The Irish watchdog said its investigation focuses on the apparent creation and posting on X of “potentially harmful” nonconsensual intimate or sexualized images containing or involving personal data from Europeans, including children.
X did not respond to a request for comment.
Grok was built by Musk’s artificial intelligence company xAI and is available through X, where its responses to user requests are publicly visible.
The watchdog said the investigation will seek to determine whether X complied with the EU data privacy rules known as GDPR, or the General Data Protection Regulation. Under the rules, the Irish regulator takes the lead on enforcing the bloc’s privacy rules because X’s European headquarters is in Dublin. Violations can result in hefty fines.

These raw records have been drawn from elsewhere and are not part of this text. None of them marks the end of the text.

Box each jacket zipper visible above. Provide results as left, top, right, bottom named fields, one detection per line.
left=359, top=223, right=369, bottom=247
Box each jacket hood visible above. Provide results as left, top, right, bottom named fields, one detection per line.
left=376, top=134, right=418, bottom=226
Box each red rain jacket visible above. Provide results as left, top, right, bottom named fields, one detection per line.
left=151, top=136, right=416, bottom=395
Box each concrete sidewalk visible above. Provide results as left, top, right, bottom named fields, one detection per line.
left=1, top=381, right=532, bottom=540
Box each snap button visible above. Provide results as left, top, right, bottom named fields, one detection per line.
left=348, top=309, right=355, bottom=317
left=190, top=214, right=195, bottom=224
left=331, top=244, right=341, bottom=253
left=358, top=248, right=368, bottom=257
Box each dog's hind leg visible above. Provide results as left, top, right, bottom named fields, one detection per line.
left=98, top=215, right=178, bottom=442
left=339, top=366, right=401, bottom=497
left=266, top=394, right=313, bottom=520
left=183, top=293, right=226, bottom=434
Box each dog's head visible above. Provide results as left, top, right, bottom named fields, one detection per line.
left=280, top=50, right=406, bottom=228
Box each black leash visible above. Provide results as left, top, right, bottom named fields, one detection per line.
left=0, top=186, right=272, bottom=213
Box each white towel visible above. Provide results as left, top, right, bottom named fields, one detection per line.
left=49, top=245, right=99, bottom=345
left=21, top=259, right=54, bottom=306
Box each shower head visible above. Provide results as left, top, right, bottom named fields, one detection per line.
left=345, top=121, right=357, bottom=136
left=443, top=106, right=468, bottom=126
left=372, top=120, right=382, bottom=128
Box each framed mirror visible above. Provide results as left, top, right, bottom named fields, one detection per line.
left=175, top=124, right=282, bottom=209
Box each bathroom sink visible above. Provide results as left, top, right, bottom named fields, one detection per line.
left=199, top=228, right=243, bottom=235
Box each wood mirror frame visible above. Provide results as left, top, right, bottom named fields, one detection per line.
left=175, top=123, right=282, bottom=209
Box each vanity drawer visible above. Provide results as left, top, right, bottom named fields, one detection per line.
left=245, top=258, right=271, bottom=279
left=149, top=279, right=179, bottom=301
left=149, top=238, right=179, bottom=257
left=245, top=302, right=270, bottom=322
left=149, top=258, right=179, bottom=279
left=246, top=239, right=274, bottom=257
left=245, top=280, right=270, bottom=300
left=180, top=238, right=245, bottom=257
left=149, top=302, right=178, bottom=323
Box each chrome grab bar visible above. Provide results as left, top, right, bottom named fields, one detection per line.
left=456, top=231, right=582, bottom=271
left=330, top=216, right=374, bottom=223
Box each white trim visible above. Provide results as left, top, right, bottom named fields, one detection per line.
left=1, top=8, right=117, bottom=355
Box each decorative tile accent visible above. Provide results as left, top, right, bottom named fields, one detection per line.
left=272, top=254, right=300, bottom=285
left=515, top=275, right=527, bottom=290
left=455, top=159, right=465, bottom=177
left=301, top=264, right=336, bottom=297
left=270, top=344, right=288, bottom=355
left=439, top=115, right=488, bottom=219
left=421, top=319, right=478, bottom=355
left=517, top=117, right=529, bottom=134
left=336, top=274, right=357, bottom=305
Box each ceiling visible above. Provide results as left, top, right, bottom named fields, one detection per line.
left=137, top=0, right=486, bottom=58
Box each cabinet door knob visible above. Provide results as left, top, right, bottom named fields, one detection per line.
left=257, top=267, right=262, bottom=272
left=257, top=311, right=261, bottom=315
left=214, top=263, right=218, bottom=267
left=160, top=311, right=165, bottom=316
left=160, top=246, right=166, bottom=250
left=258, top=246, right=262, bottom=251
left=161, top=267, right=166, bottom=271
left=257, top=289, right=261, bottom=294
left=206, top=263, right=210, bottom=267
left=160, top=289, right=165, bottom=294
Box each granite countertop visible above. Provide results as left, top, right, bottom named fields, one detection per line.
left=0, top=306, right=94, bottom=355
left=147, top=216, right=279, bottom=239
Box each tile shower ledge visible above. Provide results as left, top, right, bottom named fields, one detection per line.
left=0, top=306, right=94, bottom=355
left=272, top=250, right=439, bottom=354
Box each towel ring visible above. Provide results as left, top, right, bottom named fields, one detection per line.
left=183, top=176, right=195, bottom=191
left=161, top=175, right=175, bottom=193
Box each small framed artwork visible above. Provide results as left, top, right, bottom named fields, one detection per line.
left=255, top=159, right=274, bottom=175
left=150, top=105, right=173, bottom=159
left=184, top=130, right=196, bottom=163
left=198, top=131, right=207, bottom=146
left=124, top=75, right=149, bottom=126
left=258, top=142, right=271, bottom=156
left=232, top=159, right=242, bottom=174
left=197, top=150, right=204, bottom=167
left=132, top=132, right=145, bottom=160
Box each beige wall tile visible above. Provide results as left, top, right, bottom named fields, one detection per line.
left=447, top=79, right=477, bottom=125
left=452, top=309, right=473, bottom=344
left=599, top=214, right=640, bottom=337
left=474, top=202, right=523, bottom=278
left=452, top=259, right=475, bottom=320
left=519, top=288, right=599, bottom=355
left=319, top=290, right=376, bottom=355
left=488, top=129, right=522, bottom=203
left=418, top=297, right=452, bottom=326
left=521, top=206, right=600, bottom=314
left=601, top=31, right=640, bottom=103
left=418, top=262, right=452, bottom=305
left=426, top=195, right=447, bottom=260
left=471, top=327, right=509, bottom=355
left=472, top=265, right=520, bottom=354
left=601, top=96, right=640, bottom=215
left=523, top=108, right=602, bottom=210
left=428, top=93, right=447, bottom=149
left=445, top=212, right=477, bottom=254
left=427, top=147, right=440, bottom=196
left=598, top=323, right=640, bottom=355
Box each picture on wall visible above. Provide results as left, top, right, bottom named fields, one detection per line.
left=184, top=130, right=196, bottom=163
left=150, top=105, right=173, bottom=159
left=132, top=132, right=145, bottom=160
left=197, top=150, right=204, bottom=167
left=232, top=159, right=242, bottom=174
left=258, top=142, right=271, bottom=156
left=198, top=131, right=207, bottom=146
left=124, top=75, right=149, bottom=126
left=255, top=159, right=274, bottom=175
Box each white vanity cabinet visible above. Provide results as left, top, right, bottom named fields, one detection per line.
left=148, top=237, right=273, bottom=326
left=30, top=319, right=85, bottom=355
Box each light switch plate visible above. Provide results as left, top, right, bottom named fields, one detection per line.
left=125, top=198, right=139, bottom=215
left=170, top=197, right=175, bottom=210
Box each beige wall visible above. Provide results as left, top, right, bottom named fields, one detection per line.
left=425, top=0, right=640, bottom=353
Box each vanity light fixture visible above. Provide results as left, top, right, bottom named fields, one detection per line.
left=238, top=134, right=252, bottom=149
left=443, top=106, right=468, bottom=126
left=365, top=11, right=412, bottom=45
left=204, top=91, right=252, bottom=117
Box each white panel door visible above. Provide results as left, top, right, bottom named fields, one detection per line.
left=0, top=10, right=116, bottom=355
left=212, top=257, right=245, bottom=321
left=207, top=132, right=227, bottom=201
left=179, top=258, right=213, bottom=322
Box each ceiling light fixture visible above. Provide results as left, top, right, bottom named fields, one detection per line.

The regulator “has been engaging” with X since media reports started circulating weeks earlier about “the alleged ability of X users to prompt the @Grok account on X to generate sexualized images of real people, including children,” Deputy Commissioner Graham Doyle said in a press statement.
Spain’s government has ordered prosecutors to investigate X, Meta and TikTok for alleged crimes related to the creation and proliferation of AI-generated child sex abuse material on their platforms, Spanish Prime Minister Pedro Sánchez said on Tuesday.
“These platforms are attacking the mental health, dignity and rights of our sons and daughters,” Sánchez wrote on X.
Spain announced earlier this month that it was pursuing a ban on access to social media platforms for under-16s.
Earlier this month, French prosecutors raided X’s Paris offices and summoned Musk for questioning. Meanwhile, the data privacy and media regulators in Britain, which has left the EU, have opened their own investigations into X.
The platform is already facing a separate EU investigation from Brussels over whether it has been complying with the bloc’s digital rulebook for protecting social media users that requires platforms to curb the spread of illegal content such as child sexual abuse material.